I’m using finite differences to automatically test autodiff vs. double-based implementations. I’m running into problems with the functional stan::math::finite_diff_gradient (in stan/math/prim/mat/functor/finite_diff_gradient.hpp) when inputs are small or large.
Our finite differences algorithm uses a default epsilon of 1e-3 and evaluates f(x) at x, x +/- epsilon, x +/- 2 * epsilon, and x +/- 3 * epsilon. I can configure the epsilon per call, but I’d rather have something more automatic so that the tests remain simple.
QUESTION 1: Would it make sense to use an epsilon for finite differences that is defined relative to the input value x, say something like epsilon * abs(x)?
QUESTION 2: Would it make sense to build that directly into the finite differences functionals (there’s also the Hessian and gradient of Hessian), or should I do it from the test framework? There’s the issue of backward compatibility if the meaning of epsilon changes from absolute to relative.
QUESTION 3: (Extra credit) Any hints about evaluating at x = 0? What I do now is just default to an absolute error test; all the other tests use relative error to compare autodiff gradients and finite difference gradients.
At any x the minimum step size has to be at least such that both x+\epsilon and f(x+\epsilon) are representable. There is a function std::nextafter which “Returns the next representable value of from in the direction of to.”. This doesn’t yet guarantee that intermediate computations don’t fail due to the lack pf precision. Maybe the largest value from nextafter for x and f(x) multiplied by something to avoid lack of precision in intermediate steps?
In practice I have always used 1e-6 which I found to be necessary and sufficient in most cases, in line with the advice in the Wikipedia article.
Regarding the error analysis, what we really want to know is the error in the finite difference approximation, which for a second-order central difference I believe scales as the third-derivative of the target function,
The difficulty is then in estimating the value of that fourth-derivative at the input point, which is often nothing like the value of the input itself especially for inputs near zero.
One heuristic would be to add an additive offset to better approximate the fourth derivative,
Another would be to use a finite-difference approximation of the third derivative itself. The interesting thing about this approach is that it gives you some handle on the scaling – by changing \epsilon and comparing to the third derivative estimate you can see if you’re getting a more precise estimate (which is good) or a flat estimate (which indicates floating point problems).
Sadly my numerical methods notes are at my parents’ place so I can’t speak to a few there tricks that I vaguely remember but can’t find references for.
The simple recommendation is to evaluate f(x) and f(x + h) with h = \sqrt{\epsilon} \, x, where \epsilon is the machine precision, whihc is roughly \epsilon \approx 10^{-16} for double-precision, so \sqrt \epsilon \approx 10^{-8}. The more complex technique uses second derivatives to choose a better h, but I don’t think we need to be that extreme.
Obviously, this won’t work when x = 0, hence my question 3.
Specifically, if x = 1e-20, I want the difference used to be 1e-28, I think.

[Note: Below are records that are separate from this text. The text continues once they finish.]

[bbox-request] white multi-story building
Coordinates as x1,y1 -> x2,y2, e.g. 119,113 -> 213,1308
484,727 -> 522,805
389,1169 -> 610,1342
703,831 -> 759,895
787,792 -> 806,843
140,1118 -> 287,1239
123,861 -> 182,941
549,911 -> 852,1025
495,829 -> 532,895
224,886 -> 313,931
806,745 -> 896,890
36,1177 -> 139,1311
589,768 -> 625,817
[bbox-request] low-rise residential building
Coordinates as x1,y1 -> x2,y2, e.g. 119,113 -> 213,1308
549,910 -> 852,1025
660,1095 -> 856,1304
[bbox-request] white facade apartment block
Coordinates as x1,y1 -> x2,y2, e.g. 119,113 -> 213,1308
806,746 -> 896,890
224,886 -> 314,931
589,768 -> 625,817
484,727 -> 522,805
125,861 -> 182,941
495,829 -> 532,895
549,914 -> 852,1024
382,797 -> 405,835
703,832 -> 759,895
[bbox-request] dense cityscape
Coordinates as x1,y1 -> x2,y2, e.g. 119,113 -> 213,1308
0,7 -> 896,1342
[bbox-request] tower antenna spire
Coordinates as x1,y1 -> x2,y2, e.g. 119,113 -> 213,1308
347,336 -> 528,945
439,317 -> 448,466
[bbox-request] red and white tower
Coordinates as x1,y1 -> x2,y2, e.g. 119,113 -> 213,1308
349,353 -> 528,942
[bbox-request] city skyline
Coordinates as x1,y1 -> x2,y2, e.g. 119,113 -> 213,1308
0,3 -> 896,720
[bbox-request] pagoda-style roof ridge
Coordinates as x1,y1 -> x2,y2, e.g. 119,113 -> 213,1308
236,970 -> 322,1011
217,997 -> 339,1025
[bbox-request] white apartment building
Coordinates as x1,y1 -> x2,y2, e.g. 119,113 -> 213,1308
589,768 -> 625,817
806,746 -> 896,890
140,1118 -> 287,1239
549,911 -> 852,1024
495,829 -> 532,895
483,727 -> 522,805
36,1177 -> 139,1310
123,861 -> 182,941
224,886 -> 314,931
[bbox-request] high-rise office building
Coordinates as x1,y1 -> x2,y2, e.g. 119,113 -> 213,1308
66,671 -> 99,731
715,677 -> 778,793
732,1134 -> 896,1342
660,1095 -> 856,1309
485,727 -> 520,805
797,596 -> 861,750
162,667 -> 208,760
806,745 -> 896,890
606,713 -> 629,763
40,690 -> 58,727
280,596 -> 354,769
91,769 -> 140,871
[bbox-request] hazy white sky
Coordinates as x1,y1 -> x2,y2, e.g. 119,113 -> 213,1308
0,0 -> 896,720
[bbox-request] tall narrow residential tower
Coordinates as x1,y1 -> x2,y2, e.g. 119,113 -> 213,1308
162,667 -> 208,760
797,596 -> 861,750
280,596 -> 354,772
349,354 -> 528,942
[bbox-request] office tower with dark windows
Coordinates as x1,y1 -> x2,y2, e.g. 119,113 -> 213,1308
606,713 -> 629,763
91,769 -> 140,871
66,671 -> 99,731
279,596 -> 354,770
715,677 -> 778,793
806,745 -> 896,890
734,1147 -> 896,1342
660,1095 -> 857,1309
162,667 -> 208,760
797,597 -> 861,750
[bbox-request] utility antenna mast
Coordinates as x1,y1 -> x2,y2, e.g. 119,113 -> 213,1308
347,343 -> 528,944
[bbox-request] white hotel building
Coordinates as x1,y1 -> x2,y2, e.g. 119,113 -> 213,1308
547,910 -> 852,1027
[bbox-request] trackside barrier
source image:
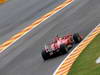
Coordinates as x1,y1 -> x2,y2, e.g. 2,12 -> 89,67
53,24 -> 100,75
0,0 -> 7,4
0,0 -> 74,53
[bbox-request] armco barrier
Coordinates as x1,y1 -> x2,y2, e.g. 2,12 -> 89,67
53,24 -> 100,75
0,0 -> 74,53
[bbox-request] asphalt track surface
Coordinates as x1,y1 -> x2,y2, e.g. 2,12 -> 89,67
0,0 -> 100,75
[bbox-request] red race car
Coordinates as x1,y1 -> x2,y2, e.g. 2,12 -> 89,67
41,33 -> 83,60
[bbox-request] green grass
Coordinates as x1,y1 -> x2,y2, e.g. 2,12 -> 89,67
68,34 -> 100,75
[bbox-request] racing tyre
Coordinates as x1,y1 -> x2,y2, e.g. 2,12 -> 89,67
41,51 -> 49,60
73,33 -> 82,43
60,44 -> 68,54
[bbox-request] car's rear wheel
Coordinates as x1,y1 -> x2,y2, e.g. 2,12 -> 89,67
60,44 -> 68,54
41,51 -> 49,60
73,33 -> 82,43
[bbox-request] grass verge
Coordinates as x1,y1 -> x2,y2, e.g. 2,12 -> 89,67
68,34 -> 100,75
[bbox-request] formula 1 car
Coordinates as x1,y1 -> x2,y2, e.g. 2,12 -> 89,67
41,33 -> 83,60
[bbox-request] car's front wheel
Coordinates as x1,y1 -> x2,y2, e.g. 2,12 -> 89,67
60,44 -> 68,54
73,33 -> 82,43
41,50 -> 49,60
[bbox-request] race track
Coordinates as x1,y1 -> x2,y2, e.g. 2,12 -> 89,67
0,0 -> 100,75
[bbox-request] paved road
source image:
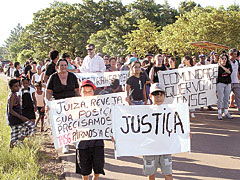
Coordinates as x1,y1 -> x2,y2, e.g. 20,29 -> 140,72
60,109 -> 240,180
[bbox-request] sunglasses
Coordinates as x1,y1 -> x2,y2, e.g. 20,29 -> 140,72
152,91 -> 165,96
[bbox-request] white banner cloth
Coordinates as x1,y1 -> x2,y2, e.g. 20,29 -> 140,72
112,103 -> 190,157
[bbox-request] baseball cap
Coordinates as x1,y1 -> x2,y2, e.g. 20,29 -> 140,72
125,57 -> 138,65
80,79 -> 96,90
62,53 -> 70,59
145,53 -> 153,57
150,83 -> 165,94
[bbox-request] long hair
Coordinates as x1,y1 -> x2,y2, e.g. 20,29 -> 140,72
218,54 -> 231,65
130,61 -> 141,76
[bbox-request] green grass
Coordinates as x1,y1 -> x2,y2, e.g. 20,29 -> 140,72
0,78 -> 55,180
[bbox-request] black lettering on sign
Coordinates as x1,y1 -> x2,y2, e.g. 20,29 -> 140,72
198,92 -> 208,106
174,112 -> 184,134
162,74 -> 170,86
152,113 -> 162,134
163,112 -> 173,137
120,116 -> 131,134
56,101 -> 65,114
99,129 -> 103,137
141,114 -> 152,133
131,115 -> 140,133
104,127 -> 111,137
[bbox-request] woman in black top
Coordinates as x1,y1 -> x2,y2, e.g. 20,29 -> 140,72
46,59 -> 79,153
149,54 -> 167,83
126,61 -> 147,105
217,54 -> 232,119
46,59 -> 79,100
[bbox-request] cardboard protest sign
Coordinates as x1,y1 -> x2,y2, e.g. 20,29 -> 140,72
48,92 -> 126,149
158,64 -> 218,109
112,103 -> 190,157
75,71 -> 129,87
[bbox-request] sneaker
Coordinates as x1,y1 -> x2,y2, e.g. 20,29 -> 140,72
225,113 -> 233,119
208,106 -> 214,111
62,145 -> 69,154
218,114 -> 223,120
190,113 -> 196,118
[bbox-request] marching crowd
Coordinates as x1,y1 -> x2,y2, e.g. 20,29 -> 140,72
4,44 -> 240,180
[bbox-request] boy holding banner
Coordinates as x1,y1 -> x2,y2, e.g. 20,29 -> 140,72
76,79 -> 105,180
143,83 -> 173,180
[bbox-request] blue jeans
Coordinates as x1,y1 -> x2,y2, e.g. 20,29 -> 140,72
131,100 -> 144,105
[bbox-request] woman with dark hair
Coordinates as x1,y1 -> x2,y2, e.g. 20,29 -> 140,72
178,56 -> 193,68
46,59 -> 79,153
149,54 -> 167,83
178,56 -> 195,118
106,56 -> 117,72
126,61 -> 147,105
217,54 -> 232,119
169,57 -> 176,70
27,61 -> 37,84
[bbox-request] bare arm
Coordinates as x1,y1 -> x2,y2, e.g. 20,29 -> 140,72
126,84 -> 131,105
219,64 -> 231,74
32,92 -> 37,107
9,95 -> 29,121
74,88 -> 80,96
46,89 -> 52,101
143,84 -> 147,105
44,74 -> 49,84
32,75 -> 35,85
149,67 -> 154,82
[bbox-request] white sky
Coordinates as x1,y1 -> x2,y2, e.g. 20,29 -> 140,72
0,0 -> 240,46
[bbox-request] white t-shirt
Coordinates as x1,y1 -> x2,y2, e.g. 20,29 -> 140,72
18,87 -> 35,98
80,54 -> 106,73
33,73 -> 42,82
230,60 -> 239,83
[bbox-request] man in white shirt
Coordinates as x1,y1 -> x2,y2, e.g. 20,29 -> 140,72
229,49 -> 240,111
80,44 -> 106,73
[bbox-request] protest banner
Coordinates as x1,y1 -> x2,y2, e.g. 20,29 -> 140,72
48,92 -> 126,149
112,103 -> 190,157
158,64 -> 218,109
75,71 -> 129,87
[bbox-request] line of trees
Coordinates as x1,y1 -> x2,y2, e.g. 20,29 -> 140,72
0,0 -> 240,62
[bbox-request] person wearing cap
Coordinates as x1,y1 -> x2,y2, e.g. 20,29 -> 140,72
46,59 -> 79,153
8,62 -> 14,78
196,54 -> 214,111
76,79 -> 105,180
178,56 -> 193,68
126,61 -> 147,105
62,53 -> 80,73
149,54 -> 167,83
106,56 -> 117,72
210,52 -> 219,64
196,54 -> 207,66
99,79 -> 120,95
145,53 -> 153,76
143,83 -> 173,180
229,48 -> 240,112
178,56 -> 195,118
80,44 -> 106,73
44,50 -> 59,83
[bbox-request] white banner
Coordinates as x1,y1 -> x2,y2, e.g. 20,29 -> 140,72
158,64 -> 218,109
48,92 -> 126,149
112,103 -> 190,157
75,71 -> 129,87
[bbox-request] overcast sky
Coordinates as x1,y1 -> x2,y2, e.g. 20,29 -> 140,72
0,0 -> 240,46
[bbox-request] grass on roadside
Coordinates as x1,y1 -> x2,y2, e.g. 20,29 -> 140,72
0,79 -> 55,180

It’s just that when it’s zero, I can’t make it zero. I could make it really small, though, like 1e-20, but then I’d worry about overflow/underflow issues.
I don’t think you want the difference to be 1e-28 for most functions. If f'(x) < C for some x in a neighbhourhood of zero (which will basically always happen for functions that we care about in Stan), then |f(1e-28) - f(0)| \leq C * 1e-28 which will almost definitely lead to underflow.
I looked at what numerical recipes in C says about what to do near zero and it suggest s replacing x with a “characteristic scale”. Basically, the argument is that h \approx \sqrt{\epsilon_m\frac{f(x)}{f''(x)}} \approx \sqrt{\epsilon_m} x_c
where x_c = (f(x)/f''(x))^{1/2} \approx x where that last approximation is more for convenience than anything else, but holds esxactly when f(x) = x^2 is quadratic (which is locally true). Near zero it is suggested that x is replaced with a “characteristic scale” over which the function changes. So the option above isn’t great. 1e3 or 1e6 as a default minimum characteristic scale makes sense to me, whereas x == 0 ? epsilon : epsilon * fabs(x) is probably asking for underflow
I asked and I received. Dan was right. My original version underflows for small x. No wonder all the numerical analysis people are so worked up about subtraction! It was worth dusting off Numerical Recipes as they have a useful decomposition of error into rounding and approximation error. Dan already included all the relevant conclusions.
I wound up using h = \epsilon^{1/3} * \max(1, |x_n|) for the stepsize for differencing for input dimension x_n (where \epsilon is the machine precision, or about 10^{-16} for the double-precision floating point we’re using). I took the cube root because it was recommended for the symmetric case of evaluating f(x + h) and f(x - h).
The de Levie paper has a section on choosing step size which seems to look like what Numerical Recipes is saying, but I’m not a native speaker of applied math(s).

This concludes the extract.